10:06pm: Some highlights from the box score... Springer hit .379 tonight and Gattis is the only other hitter in this game over .300. Each team used 5 pitchers on the night, and only Kershaw and Morton went longer than 2 1/3 innings. Morton is awarded the win and Darvish the loss, despite them pitching on opposite sides of the game.

10:09pm: Altuve is the worst interviewee. Well, one of the worst. The worst still has to be every negro on the Eskimos during our 2015 Grey Cup win. All Walker or Odel Willis could do is yell tribal woots, meanwhile Reilly and Justin Sorensen were giving thoughtful interviews.

10:13pm: Greg Zaun is a horrible guy and a horrible player on a horrible team. But he hates and doens't understand millennials, so God bless him.

10:15pm: "The Houston Astros are your World Series champions!" The least creative trophy name ("The Commissioner's Trophy") in sport is officially being given to Jim Crane...the owner? Really? You guys give the owner the trophy first? Worst trophy presentation overall, I suppose.

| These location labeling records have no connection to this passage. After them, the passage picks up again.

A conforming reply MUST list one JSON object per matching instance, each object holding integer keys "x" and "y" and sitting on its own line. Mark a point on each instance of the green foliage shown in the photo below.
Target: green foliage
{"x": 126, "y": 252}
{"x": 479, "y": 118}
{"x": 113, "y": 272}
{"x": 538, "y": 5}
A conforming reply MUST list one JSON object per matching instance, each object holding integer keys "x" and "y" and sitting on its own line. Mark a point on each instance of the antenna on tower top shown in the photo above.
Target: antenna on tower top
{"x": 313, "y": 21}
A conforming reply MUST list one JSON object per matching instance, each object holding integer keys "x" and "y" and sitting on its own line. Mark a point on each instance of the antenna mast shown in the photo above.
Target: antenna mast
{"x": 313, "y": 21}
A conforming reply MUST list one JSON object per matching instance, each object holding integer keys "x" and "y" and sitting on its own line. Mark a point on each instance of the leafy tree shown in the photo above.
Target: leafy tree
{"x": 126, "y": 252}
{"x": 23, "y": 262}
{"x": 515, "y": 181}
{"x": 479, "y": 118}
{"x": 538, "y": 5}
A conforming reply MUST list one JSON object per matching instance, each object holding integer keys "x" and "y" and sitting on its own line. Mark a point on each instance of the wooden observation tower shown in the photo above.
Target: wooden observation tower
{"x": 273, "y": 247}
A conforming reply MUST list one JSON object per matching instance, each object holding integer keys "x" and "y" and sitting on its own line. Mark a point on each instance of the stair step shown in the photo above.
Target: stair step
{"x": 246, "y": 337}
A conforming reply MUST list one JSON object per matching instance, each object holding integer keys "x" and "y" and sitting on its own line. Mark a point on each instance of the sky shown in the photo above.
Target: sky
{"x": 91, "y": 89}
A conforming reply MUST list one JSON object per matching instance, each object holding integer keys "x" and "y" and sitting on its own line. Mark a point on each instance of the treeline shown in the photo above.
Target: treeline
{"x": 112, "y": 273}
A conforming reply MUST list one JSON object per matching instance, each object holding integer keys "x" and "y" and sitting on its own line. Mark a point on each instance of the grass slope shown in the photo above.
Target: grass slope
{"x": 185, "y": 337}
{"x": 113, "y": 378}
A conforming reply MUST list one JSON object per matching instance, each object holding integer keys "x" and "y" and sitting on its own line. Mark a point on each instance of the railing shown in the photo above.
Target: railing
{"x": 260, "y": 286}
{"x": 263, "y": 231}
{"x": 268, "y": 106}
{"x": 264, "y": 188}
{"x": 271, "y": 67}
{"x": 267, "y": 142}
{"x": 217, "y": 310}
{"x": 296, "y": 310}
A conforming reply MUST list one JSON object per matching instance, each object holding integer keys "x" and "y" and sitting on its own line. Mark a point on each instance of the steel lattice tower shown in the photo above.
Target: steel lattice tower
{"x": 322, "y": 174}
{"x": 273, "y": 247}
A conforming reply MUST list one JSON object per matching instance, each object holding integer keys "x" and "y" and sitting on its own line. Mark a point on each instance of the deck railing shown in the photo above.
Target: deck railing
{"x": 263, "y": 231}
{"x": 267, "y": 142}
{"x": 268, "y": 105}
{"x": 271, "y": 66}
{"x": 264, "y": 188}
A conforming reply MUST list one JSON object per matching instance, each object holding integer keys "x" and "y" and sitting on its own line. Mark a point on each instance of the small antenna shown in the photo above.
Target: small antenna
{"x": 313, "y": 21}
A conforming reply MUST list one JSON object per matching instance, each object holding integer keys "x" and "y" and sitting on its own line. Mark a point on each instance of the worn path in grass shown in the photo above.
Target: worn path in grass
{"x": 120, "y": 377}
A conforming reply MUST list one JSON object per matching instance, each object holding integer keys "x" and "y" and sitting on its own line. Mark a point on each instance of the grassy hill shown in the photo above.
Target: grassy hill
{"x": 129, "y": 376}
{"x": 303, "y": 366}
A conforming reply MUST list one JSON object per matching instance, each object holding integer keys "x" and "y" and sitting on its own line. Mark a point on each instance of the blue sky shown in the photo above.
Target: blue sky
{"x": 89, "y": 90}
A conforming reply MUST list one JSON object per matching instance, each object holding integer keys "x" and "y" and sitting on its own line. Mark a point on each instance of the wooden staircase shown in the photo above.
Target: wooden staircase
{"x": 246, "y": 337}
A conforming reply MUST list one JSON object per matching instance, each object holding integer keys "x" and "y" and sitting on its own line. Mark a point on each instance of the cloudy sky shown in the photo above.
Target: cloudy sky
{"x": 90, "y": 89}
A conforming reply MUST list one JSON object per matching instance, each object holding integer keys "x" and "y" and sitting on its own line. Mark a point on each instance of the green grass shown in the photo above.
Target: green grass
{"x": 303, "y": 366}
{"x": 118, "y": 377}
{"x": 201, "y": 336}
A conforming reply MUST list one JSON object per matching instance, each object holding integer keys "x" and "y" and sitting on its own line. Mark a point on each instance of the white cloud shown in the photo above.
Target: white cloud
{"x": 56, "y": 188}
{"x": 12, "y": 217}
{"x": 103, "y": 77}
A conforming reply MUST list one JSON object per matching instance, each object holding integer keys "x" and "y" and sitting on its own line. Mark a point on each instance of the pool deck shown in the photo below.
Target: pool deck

10:19pm: Anyways, the game is over. The Houston Astros are the World Series champs, my cable box just shut off after 3 hours of inactivity and I don't feel like turning it back on. This didn't hold a candle to last year's epic game, and to be fair even if you aren't a Cubs fan you can't say that Houston finally winning a World Series compares to the Cubs ending a drought so long that the previous Cubs WS win wasn't covered in HDTV, or colour TV, or TV, or even radio...it was in newspapers. So this was a decently long drought ended in fairly pedestrian fashion. Good on you, Houston. #HoustonStrong or whatever bullshit that's about. Goodnight.